Allergnädigster König und Herr!
Ew. Majestät haben allergnädigst zu erlauben geruhet, daß ich einige Bedenklichkeiten, die sich mir bei wiederholter Erwägung einzelner Züge in den Schriften K.[önig] Friedrichs des Zweiten aufgedrängt haben, zu Höchsteigner Entscheidung unmittelbar vorlegen dürfe.
Diese Bedenklichkeiten sind von geringem Umfange, wiewohl nicht ohne Bedeutung; sie betreffen nur eine einzige Gattung von Aufsätzen, die nicht zu den ernsteren Werken gehören.
Die Religionsmeynungen des großen Königs sind bekannt: als Philosoph war er ein Skeptiker; in bezug auf die historische Theologie war seine Denkart entschieden verneinend. Jeder bloß auf Schrift und Überlieferung gegründete Glaube der Völker und Jahrhunderte galt ihm für Aberglauben. Ihm erschien in der Weltgeschichte nur eins von beiden: der freie Gedanke oder die Täuschung.
Jedoch sind alle seine ernsten Erklärungen über diese Gegenstände von einer hohen Gesinnung beseelt. Er setzte den schlaffen Lehren der Zeitgenossen, die keine andre Regel der menschlichen Handlungen anerkannten, als einen klugen sinnlichen Egoismus, den stoischen Grundsatz der uneigennützigen Pflichterfüllung entgegen.
Nur in leicht hingeworfenen Scherzgedichten ließ er seiner muthwilligen Laune freien Lauf. Er dachte dabei nicht an eine vielleicht für die Folge unvermeidliche Öffentlichkeit. Er glaubte sich allein mit einigen gleichgesinnten Freunden, und beabsichtigte nichts als eine gesellige Unterhaltung.
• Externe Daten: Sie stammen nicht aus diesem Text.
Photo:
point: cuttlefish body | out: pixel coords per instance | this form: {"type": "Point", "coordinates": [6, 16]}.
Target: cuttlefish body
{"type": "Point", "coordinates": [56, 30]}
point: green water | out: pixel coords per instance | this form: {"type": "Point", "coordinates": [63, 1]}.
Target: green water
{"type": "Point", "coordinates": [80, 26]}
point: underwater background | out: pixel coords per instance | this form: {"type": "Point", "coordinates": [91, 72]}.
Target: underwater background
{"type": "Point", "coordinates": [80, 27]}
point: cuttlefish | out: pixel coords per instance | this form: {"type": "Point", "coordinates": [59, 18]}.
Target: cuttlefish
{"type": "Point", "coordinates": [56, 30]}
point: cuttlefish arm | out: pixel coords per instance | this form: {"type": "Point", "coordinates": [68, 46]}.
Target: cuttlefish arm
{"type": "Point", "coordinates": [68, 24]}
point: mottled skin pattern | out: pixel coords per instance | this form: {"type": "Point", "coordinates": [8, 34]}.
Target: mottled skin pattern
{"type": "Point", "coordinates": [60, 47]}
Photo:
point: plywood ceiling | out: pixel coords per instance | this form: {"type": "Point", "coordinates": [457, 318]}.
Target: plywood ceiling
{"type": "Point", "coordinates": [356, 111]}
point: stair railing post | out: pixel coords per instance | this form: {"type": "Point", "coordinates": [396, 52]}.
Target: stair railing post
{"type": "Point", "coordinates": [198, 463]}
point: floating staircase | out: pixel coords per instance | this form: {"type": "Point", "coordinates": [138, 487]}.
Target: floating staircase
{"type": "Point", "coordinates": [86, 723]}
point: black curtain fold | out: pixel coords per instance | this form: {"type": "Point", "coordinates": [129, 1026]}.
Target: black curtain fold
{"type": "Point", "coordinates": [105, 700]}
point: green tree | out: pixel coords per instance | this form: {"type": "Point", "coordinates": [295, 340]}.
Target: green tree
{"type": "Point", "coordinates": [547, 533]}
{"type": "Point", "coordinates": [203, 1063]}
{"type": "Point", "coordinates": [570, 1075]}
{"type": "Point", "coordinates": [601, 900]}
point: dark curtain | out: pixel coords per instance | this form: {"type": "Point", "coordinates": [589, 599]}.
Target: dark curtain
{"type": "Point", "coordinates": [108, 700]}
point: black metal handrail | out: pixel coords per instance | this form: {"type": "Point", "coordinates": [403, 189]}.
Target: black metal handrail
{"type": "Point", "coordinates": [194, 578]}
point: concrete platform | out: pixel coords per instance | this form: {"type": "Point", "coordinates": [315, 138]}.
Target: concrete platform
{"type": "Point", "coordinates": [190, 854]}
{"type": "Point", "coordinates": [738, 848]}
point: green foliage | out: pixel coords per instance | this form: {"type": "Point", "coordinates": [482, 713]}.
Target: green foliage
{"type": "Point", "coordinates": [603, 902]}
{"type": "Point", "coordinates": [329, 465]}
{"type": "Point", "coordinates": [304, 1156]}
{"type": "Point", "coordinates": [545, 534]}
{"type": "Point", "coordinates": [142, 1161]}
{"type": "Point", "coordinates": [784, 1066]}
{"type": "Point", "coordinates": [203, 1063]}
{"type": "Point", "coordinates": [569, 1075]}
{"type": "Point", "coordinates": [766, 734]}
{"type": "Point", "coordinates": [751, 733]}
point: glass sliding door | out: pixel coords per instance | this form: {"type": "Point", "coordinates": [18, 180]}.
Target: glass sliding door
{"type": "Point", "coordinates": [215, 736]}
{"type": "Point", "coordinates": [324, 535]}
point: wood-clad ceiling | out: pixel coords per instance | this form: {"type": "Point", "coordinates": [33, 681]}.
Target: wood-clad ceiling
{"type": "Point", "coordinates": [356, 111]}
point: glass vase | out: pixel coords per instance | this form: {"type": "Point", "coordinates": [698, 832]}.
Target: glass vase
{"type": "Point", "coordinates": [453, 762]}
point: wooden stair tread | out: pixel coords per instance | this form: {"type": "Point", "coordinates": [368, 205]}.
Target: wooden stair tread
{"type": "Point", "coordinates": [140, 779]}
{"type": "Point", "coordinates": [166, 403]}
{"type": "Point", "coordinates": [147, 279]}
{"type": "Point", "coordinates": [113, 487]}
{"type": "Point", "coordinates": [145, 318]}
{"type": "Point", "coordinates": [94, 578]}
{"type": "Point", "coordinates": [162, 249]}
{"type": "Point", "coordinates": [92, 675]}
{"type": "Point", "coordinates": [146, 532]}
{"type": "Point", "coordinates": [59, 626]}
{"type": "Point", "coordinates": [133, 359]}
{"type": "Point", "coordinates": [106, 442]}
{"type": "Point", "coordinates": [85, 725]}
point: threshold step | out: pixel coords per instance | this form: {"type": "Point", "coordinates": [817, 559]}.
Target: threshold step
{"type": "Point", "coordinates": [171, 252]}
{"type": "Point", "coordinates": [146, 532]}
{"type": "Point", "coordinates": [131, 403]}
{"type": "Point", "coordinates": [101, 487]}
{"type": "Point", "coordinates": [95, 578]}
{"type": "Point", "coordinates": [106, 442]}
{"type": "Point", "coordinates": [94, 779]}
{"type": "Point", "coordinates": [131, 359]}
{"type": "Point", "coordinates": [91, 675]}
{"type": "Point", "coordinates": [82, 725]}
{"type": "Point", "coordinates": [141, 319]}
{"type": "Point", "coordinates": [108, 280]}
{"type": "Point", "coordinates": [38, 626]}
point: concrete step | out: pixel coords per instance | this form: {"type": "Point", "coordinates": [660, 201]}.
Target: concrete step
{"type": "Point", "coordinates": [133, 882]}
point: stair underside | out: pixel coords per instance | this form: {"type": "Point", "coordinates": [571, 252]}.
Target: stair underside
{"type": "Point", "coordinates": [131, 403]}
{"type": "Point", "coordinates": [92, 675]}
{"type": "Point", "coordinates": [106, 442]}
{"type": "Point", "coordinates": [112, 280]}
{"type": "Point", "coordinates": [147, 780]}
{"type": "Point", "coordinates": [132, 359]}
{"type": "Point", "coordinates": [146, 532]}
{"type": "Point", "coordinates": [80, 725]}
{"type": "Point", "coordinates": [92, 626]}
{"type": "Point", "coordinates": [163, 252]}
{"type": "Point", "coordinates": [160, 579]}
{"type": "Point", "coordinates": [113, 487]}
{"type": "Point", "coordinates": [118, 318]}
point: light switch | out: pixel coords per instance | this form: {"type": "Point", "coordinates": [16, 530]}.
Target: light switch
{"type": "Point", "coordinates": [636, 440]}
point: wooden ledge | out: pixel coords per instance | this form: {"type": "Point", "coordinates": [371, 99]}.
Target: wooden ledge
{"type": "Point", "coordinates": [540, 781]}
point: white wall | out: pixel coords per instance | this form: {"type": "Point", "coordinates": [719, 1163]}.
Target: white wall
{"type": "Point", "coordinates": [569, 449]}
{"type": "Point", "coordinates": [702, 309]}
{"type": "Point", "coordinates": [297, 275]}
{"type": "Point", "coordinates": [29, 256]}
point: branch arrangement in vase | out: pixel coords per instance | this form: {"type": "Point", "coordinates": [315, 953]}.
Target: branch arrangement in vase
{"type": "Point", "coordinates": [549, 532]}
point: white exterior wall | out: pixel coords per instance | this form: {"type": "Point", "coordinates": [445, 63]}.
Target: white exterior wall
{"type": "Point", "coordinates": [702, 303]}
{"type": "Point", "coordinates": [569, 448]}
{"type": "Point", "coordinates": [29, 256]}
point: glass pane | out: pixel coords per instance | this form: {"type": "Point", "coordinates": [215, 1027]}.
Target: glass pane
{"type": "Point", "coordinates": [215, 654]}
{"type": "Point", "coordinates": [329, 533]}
Die ersten Herausgeber der nachgelassenen Werke haben, wie es scheint, gewünscht Anstoß zu vermeiden; sie haben deswegen das misfällige Wort oder mehrere, wo es nöthig war, ausgelassen und die Lücke mit Sternchen bezeichnet. Die Zweckmäßigkeit dieser Auskunft ist zu bezweifeln. Die Auslassungen sind ein Räthsel; sie erregen die Neugierde, und lenken sie auf das hin, was vielleicht sonst ohne Ärgerniß vorübergegangen wäre. Ferner lassen Sylbenmaß und Reim jeden Kenner der französischen Sprache und Versification die passende Ergänzung leichter errathen, und dann ist die ganze Verkleidung aufgehoben. Freilich möchten solche Kenner gegenwärtig in Deutschland sehr selten seyn; aber die neue unter Ew. Majestät Auspizien veranstaltete Ausgabe ist ja für das ganze gebildete Europa bestimmt. Da nun die dem Spotte angelegte Maske so leicht abgehoben werden kann, wie ich es durch die That in der Beilage gezeigt habe; da auch der Zusammenhang nicht erlaubt, ganze Reihen von Versen aus einem Gedichte her auszureißen: so bleibt wohl keine andre Wahl, als entweder die fraglichen Worte vollaus zu schreiben, oder die Stücke, worin sie enthalten sind, von der neuen Sammlung auszuschließen.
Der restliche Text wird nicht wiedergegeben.